China likes to make you an offer you can't refuse [2] [3]: You're saying stuff the Chinese government doesn't like, but you live outside its borders and the secret police can't get at you? You need to come to China and be jailed (or worse). If you don't, your family will be the ones who are jailed (or worse). Or you can unalive yourself, and save the glorious Chinese Communist Party the expense of a bullet.

[1] China would say "the government punishes a criminal's family" is not a crime, it's a perfectly legal implementation of government policy under Chinese law. I respond that the death camps were perfectly legal implementation of government policy under Nazi law, but were still crimes against humanity -- China's actions fall in this category of crimes.

As I understand it: Western societies have a very individualistic view of responsibility. If you didn't commit a crime, you're innocent. Punishing the innocent family members of a criminal is morally abominable.

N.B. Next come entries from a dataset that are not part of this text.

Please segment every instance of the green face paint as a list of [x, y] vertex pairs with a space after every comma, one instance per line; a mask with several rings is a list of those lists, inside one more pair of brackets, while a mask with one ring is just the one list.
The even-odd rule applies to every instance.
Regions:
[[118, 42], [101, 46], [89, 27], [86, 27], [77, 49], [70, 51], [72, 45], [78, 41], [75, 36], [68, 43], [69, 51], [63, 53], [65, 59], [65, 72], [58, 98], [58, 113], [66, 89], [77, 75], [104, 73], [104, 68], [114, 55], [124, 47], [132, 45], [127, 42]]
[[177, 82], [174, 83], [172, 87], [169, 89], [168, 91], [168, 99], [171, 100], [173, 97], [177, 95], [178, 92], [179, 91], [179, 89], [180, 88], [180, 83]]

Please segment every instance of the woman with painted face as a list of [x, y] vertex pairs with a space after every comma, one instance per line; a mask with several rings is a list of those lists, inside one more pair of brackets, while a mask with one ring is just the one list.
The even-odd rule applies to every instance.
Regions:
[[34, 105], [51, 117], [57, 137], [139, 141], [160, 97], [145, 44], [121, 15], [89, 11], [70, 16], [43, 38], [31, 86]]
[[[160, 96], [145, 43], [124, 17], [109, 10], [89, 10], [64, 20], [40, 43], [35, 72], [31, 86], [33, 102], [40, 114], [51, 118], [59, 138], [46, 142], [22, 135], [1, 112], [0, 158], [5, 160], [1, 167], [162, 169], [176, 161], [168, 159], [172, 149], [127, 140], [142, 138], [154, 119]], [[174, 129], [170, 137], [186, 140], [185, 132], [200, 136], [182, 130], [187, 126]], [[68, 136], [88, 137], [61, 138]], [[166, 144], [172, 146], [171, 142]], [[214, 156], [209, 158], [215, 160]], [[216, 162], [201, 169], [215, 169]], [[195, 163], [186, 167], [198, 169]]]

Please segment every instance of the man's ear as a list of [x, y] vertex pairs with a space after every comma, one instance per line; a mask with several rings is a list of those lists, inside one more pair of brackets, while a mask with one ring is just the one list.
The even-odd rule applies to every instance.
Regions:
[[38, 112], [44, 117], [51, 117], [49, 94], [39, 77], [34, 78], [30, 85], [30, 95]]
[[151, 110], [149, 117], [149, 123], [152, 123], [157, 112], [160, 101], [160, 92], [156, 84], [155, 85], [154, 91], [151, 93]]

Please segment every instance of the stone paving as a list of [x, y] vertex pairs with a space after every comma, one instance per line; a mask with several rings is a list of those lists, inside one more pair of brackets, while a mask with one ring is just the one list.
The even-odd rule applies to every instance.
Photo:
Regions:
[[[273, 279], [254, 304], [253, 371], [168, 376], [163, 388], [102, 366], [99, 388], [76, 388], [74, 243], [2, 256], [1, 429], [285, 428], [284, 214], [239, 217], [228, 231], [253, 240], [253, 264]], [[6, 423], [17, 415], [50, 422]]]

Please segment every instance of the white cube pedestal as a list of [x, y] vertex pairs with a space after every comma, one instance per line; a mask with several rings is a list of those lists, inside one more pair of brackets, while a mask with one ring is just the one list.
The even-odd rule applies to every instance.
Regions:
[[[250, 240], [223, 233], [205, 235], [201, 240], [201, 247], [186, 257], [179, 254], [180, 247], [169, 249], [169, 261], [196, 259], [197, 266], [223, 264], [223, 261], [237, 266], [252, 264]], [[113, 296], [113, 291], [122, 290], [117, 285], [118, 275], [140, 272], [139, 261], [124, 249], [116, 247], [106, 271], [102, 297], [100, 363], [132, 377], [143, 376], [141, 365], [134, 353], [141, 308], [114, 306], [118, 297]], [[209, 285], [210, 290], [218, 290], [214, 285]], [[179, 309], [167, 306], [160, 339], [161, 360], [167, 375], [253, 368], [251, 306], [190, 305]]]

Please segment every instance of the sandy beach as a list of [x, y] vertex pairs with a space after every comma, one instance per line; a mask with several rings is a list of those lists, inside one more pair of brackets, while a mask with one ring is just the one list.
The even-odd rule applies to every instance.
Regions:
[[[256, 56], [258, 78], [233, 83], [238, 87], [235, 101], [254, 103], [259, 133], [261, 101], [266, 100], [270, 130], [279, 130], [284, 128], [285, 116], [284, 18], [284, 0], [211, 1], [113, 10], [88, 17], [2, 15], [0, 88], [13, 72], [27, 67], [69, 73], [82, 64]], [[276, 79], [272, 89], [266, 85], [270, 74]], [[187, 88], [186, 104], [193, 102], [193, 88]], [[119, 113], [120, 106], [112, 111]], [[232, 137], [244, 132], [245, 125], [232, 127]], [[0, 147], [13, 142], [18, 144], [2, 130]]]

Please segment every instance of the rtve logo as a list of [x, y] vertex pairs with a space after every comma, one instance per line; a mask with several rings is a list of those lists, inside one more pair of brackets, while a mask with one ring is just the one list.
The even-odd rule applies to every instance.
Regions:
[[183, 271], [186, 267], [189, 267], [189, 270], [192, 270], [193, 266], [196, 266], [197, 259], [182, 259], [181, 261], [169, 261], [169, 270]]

In the Chinese Communist Party's view, criminal responsibility is collectivist. By their definition, the family members of a criminal share responsibility for the crime regardless of their participation in the criminal acts. "Innocent family members of a criminal" is a logically inconsistent concept in their world view. The family of a criminal is guilty by definition -- being related to a criminal is itself a crime.

This is sickening to me.

[2] https://en.wikipedia.org/wiki/Operation_Fox_Hunt

[3] https://www.abc.net.au/news/2020-07-08/fbi-chief-says-china-...

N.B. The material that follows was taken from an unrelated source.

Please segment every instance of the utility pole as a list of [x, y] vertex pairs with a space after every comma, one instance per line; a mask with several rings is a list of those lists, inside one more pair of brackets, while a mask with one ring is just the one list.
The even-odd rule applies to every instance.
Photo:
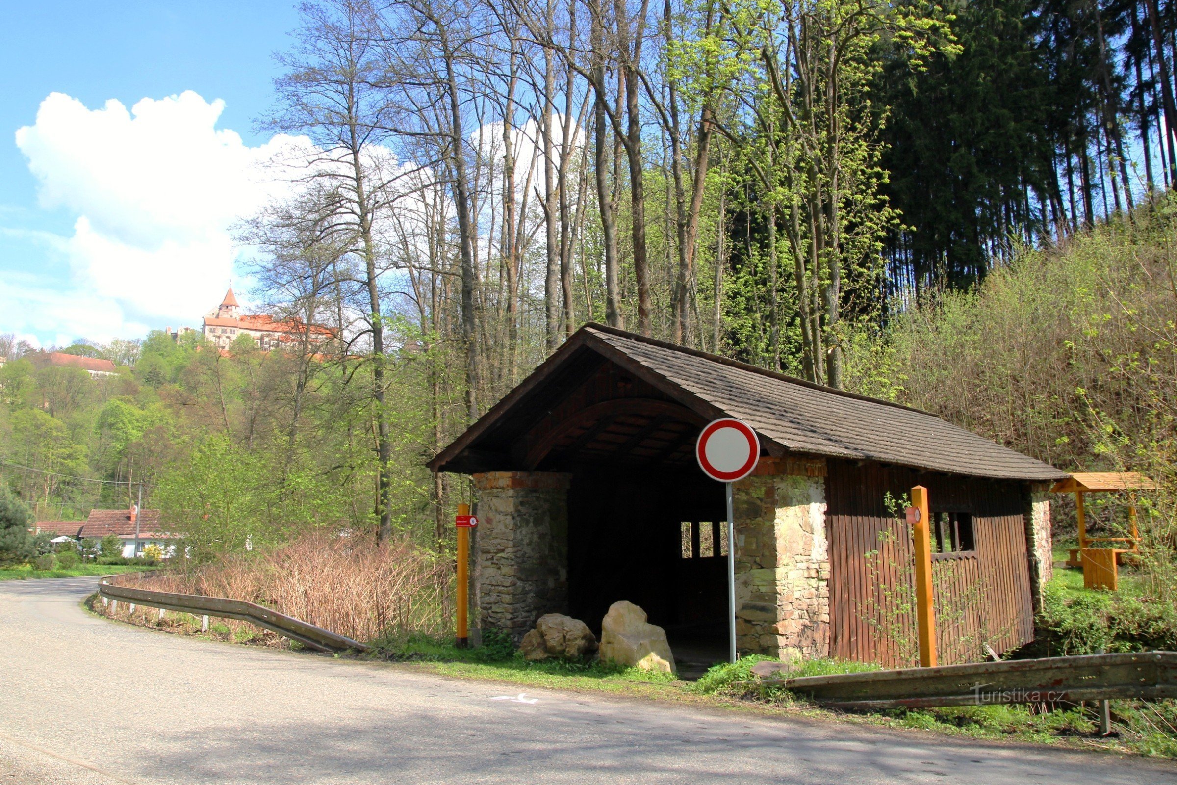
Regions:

i kinda get the impression this was from 2023 and also it is not clear what this dissident did, hard to evaluate whether i should care without knowing that

Holy dystopian f*k. So not only does ChatGPT record all interactions, it actually leaks them to the press when they see fit?

If you still needed a reason to look into self hosted models, it'd be tough to find a better one than this.

> “It’s not just digital. It’s not just about trolling. It’s industrialized. It’s about trying to hit critics of the CCP [Chinese Communist Party] with everything, everywhere, all at once.”